Saturday, December 09, 2006

Dharma Quote: Altruism

Here is the Dharma Quote of the Week from Snow Lion Publications:
Dharma Quote of the Week We ordinary individuals share the characteristic of having our attempts to gain happiness thwarted by our own destructive self-centeredness. It is unsuitable to keep holding onto the self-centered attitude while ignoring others. If two friends find themselves floundering in a muddy swamp they should not ridicule each other, but combine their energies to get out. Both ourselves and others are in the same position of wanting happiness and not wanting suffering, but we are entangled in a web of ignorance that prevents us from achieving those goals. Far from regarding it as an "every man for himself" situation, we should meditate upon the equality of self and others and the need to be helpful to other beings.

~ From Bodhicitta: Cultivating the Compassionate Mind of Enlightenment by Ven. Lobsang Gyatso, translated by Ven. Sherab Gyatso, published by Snow Lion Publications
This quote brings to mind an article I just read in New Scientist online.

In an article called "Why altruism paid off for our ancestors," it is argued that new research indicates altruism may have been a necessary survival skill for our early ancestors. A genetic study of contemporary foraging tribes in Australia, Africa, and the among the Inuit (that was then extrapolated to reveal genetic variation among their ancestors) suggests that competition between groups and relatedness within groups contributed to altruistic behavior between group members.
Samuel Bowles at the Santa Fe Institute in New Mexico, US, ... conducted a genetic analysis of contemporary foraging groups, including Australian aboriginals, native Siberian Inuit populations and indigenous tribal groups in Africa.

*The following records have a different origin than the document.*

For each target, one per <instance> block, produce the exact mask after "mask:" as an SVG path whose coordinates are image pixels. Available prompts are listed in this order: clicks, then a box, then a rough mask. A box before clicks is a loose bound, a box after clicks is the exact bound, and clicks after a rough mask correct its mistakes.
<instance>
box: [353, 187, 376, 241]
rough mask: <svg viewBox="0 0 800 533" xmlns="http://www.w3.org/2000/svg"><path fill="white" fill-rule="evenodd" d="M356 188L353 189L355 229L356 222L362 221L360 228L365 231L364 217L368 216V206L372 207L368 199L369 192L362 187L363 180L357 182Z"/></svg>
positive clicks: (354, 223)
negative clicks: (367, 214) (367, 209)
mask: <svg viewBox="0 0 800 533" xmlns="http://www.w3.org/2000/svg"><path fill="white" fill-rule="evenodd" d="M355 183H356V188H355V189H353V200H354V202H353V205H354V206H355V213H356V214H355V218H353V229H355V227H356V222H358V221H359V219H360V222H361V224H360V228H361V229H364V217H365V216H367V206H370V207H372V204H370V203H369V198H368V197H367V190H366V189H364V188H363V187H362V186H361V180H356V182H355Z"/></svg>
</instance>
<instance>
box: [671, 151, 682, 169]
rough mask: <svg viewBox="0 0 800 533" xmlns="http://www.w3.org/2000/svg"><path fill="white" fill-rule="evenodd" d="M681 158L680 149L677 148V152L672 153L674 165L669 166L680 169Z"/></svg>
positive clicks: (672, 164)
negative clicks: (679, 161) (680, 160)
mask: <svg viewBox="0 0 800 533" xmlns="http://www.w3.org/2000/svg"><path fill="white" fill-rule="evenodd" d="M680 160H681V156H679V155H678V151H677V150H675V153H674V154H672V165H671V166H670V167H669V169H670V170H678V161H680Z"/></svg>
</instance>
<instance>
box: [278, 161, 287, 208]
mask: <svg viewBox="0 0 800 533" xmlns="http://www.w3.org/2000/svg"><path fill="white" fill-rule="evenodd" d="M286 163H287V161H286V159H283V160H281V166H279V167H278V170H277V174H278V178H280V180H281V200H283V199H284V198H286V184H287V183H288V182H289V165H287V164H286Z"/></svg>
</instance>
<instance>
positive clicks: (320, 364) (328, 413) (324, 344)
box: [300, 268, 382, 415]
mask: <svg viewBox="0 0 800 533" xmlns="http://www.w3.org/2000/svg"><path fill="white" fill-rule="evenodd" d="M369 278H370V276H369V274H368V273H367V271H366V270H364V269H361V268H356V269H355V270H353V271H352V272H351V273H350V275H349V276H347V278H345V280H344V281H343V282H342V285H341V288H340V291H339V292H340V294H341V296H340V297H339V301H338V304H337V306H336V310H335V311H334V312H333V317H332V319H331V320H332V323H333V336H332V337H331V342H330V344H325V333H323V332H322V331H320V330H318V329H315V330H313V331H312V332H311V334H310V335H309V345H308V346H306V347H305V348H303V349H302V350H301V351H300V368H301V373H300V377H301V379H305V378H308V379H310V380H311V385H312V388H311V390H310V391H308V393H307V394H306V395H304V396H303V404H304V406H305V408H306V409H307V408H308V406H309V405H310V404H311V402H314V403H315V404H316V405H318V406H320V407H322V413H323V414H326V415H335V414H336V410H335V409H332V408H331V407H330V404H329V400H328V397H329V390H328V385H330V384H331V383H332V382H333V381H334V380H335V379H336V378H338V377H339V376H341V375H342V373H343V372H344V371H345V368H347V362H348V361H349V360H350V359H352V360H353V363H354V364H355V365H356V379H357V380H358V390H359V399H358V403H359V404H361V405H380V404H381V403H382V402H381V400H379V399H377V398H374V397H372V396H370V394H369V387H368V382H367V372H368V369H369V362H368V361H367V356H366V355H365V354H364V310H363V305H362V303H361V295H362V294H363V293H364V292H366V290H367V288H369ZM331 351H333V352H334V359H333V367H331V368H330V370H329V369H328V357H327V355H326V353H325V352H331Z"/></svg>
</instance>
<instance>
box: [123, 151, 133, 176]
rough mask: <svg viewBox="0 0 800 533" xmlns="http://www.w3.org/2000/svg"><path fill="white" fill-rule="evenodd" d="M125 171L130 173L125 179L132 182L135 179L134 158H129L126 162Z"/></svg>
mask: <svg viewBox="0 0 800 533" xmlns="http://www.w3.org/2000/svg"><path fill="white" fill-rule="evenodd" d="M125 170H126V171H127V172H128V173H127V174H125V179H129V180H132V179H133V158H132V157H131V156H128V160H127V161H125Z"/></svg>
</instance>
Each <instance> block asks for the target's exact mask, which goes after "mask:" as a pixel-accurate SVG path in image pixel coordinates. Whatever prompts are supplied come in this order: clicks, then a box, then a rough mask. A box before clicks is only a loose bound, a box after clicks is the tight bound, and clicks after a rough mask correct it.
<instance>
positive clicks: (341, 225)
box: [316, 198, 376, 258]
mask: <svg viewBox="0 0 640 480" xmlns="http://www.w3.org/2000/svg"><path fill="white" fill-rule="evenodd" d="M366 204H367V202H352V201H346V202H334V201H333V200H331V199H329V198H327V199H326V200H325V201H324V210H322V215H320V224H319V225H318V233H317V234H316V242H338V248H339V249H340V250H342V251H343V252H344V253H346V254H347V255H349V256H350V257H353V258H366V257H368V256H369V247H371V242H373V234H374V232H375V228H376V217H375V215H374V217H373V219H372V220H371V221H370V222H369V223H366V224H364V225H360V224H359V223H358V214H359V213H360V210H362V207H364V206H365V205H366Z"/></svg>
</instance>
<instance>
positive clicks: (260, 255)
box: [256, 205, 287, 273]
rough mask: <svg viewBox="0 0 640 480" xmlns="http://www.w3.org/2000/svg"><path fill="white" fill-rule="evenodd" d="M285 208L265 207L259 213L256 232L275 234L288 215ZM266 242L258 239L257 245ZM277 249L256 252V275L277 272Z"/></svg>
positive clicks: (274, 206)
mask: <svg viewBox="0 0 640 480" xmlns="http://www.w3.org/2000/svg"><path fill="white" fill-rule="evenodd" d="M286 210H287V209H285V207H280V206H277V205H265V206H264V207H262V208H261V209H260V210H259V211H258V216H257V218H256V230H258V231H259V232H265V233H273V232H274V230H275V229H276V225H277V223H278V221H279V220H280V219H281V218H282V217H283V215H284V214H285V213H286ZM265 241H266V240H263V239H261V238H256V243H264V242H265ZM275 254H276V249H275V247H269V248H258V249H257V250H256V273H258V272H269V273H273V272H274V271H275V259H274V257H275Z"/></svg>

The genetic variation found within these modern-day groups was analysed and then used to estimate the kind of genetic variation that would have existed in ancestral populations of hunter-gatherer from the Pleistocene and early Holocene (150,000 to 10,000 years ago, combined). “These modern groups live today as most scholars believe our distant ancestors did,” Bowles explains.

He calculated that early human individuals were likely to be substantially more related to each other than previously thought. But Bowles found bigger genetic differences than expected between discrete groups of ancient peoples. These conditions would have favoured altruistic behaviour, says Bowles.

He also concluded that monogamy leveled the cost of altruistic behavior among males. “Monogamy limits the ability of the stronger or more aggressive males to monopolise copulation,” says Bowles. “Humans are very unusual in this way.”

Bowles does not go so far as to argue for a genetic basis for altruism, but there definitely seems to be a learned behavioral component to it that we have had for a very long time. Altruism more than likely contributed to our survival and evolution. When we consider that Neanderthals ate each other in time of hardship, it seems that altruism may have favored us (smaller, weaker) over them (stronger, bigger).

When we modern humans engage in altruistic behavior, we are connecting with our shared experience as beings who want to be happy and avoid suffering. That there may be some deep-seated evolutionary imperative behind such behavior does nothing to diminish its power to connect us to each other.

As Buddhists, we vow to help all beings end their suffering and attain freedom. How very cool that this spiritual commitment may also have a biological foundation.